Identity management systems with biometric key binding make digital transactions secure and reliable. A novel methodology is proposed to develop an intelligent key management system using facial emotions. Key binding with facial emotions makes use of an intrinsic user specific trait facilitating a more natural computer to human interaction. The proposed system utilizes metaheuristic swarm intelligence based optimization techniques to extract optimal features. The work demonstrates key binding by encrypting an image with a secret key bound to optimal features extracted from facial emotions. Efficiency and correctness of proposed key management is validated by successful decryption at receiving end with any one of the enrolled emotions given as input. Deer Hunting Optimization Algorithm and Chicken Swarm Optimization are merged to select optimal features from facial emotions. The derived algorithm is called Fitness Sorted Deer Hunting Optimization Algorithm with Rooster Update. Seven facial emotions - anger, disgust, fear, happiness, sadness, surprise and neutral are used to extract optimal features from Japanese Female Facial Expressions and Yale Facial datasets to train the neural network. Proposed work achieved better performance results over state-of-art optimization algorithms such as whale optimization algorithm, grey wolf optimization, chicken swarm optimization and deer hunting optimization algorithm. Accuracy of proposed model is 2.2% better than deer hunting optimization algorithm and 12.3% better than chicken swarm optimization for a key length 80.

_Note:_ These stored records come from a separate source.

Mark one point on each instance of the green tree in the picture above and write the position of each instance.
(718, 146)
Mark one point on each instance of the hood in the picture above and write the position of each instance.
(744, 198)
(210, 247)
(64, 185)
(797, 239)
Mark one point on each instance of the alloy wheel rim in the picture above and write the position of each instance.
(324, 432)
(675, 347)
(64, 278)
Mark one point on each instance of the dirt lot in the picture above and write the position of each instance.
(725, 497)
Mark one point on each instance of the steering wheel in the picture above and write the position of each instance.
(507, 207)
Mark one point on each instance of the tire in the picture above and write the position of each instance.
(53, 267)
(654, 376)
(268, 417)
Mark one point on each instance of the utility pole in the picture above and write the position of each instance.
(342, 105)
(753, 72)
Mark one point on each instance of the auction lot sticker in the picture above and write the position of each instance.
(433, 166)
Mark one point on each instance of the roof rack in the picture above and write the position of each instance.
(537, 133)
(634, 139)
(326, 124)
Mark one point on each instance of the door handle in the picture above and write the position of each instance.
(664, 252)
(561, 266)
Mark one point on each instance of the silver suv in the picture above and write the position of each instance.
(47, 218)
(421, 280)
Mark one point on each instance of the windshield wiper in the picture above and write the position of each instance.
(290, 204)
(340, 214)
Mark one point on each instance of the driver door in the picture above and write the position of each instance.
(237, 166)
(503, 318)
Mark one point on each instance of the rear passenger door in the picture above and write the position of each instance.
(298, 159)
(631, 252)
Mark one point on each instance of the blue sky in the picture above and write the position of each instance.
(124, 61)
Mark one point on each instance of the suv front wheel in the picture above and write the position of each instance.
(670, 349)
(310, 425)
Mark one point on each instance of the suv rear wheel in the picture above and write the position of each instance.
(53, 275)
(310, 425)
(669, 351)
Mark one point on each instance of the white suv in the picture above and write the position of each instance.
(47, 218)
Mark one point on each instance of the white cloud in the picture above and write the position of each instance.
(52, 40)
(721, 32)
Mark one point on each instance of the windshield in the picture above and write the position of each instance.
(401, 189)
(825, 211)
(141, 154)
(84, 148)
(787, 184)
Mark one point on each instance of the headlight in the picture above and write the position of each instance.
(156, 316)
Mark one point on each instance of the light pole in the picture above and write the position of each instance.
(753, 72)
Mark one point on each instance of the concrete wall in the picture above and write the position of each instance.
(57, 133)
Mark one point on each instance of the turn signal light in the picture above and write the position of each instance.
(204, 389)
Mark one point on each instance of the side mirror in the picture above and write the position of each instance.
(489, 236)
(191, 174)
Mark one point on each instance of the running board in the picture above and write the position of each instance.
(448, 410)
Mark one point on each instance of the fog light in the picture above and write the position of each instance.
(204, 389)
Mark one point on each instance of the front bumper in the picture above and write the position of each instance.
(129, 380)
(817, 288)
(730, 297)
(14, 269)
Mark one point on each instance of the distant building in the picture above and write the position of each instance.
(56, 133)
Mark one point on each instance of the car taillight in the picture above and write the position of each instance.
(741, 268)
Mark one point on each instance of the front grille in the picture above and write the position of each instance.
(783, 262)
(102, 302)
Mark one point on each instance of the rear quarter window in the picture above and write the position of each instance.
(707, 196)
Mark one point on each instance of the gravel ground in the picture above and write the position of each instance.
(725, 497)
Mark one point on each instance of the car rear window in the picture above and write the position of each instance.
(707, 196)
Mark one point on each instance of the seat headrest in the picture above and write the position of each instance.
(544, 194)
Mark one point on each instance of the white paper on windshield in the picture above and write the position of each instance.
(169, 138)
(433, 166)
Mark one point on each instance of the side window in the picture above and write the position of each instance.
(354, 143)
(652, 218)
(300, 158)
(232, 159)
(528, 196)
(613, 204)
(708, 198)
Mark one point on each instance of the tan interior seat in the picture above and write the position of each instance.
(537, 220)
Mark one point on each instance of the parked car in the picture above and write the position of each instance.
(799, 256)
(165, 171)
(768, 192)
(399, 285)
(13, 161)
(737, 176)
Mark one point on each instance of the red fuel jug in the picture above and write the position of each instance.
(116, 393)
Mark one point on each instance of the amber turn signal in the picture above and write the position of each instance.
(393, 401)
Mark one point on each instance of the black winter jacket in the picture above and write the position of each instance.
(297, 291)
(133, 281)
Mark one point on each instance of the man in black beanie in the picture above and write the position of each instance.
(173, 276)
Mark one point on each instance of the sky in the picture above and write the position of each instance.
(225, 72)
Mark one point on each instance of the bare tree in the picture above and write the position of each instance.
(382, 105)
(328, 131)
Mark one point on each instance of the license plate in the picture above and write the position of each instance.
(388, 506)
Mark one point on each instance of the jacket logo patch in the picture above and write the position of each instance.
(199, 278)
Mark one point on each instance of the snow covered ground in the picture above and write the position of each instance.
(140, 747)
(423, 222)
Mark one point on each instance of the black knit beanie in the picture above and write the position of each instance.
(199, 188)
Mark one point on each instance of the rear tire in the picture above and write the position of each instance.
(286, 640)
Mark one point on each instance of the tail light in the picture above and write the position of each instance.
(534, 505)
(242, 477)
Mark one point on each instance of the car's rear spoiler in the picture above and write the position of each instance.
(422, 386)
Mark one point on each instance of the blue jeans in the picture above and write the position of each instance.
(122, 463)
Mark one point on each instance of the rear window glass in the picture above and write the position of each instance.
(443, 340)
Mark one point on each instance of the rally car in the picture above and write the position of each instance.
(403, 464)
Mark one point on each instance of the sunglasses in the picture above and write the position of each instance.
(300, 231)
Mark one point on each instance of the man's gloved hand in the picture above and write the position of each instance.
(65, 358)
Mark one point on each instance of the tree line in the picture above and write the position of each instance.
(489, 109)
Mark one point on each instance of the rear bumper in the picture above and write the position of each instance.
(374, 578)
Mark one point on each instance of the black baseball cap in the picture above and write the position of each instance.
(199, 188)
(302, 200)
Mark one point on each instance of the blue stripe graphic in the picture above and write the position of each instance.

机译:具有生物识别密钥绑定的身份管理系统使数字交易安全可靠。建议使用面部情绪开发智能密钥管理系统的新方法。与面部情绪的关键结合利用内在的用户特定特征,促进了更自然的计算机对人类互动。所提出的系统利用基于血型群体智能的优化技术来提取最佳特征。该工作通过加密图像来演示密钥绑定,其中包含绑定到从面部情绪中提取的最佳特征的秘密密钥。通过成功解密在接收到结束时,验证了拟议的关键管理的效率和正确性,并以任何作为输入给出的注册情绪。鹿狩猎优化算法和鸡群优化是合并的,以选择面部情绪的最佳特征。派生算法称为健身分类鹿打猎优化算法,具有公鸡更新。七种面部情感 - 愤怒,厌恶,恐惧,幸福,悲伤,惊喜和中立者用于从日本女性面部表情和耶鲁面部数据集中提取最佳特征,以培训神经网络。拟议的工作取得了更好的性能结果,最先进的优化算法,如鲸鱼优化算法,灰狼优化,鸡群优化和鹿狩猎优化算法等最先进的优化算法。提出模型的准确性比鹿狩猎优化算法优于2.2%,比钥匙长度80的鸡舍优化优于12.3%。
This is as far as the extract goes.